The problem, of course, is that Tea Party politicians are reading from the same delusional talking points as right-wing pundits and corporate-funded front groups.

But for a lot of people, hearing words from official-looking and authorative-sounding voices constitutes “news” and therefore, credible information they act on in the real world (ex: not signing up for health care when you need it because all you’ve heard are scary lies). 

What was even more revealing, though, was the deep, emotional connection this woman had to the right-wing talkers she’d so religiously turned to — not just for information, but for company, companionship. They weren’t just voices coming from the radio, they were part of her inner circle — and she part of their’s. That meant something to her, not on a political level, but on an emotional one.

These media figures have the power to generate an emotional allegiance in listeners that pulls them away from family and friends and neighbors who aren’t part of that world, especially in our increasingly fractured and isolated culture.
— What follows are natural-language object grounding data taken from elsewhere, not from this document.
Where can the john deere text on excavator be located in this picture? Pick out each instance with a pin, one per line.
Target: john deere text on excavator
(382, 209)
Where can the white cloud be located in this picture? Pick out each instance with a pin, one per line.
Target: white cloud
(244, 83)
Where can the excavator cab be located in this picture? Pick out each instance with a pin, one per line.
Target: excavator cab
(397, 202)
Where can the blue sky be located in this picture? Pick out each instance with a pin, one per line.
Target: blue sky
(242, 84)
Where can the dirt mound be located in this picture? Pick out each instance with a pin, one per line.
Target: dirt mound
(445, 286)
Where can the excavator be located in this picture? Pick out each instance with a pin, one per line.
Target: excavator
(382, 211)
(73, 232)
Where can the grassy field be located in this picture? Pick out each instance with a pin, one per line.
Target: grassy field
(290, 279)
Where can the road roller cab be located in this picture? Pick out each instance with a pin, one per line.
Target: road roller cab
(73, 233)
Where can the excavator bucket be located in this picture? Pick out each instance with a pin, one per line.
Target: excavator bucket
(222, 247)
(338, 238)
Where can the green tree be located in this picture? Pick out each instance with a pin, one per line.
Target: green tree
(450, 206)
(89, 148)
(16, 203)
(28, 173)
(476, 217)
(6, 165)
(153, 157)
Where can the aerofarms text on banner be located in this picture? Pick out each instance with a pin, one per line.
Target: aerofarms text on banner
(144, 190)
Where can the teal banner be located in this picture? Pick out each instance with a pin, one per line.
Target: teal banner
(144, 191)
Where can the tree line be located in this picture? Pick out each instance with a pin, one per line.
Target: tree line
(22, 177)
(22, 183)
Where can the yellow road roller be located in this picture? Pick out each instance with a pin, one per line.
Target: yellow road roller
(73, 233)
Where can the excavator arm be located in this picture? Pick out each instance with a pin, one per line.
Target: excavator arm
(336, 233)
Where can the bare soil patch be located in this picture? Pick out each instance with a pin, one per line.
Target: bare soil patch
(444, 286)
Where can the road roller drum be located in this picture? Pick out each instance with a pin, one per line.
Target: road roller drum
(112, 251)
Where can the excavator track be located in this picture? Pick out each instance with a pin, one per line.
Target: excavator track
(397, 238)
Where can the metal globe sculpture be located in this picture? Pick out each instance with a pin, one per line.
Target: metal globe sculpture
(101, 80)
Here was a nice lady looking for real answers and a real connection; feeling adrift not knowing where to turn or how to replace what she felt she was losing with her favorite right-wing talker leaving the air.

We left with a greater realization that the work that needs to be done lies not just in debunking virulent misinformation but in rebuilding the community, civic and interpersonal connections the breakdown of which have left a void filled by the false community of toxic and manipulative media influences.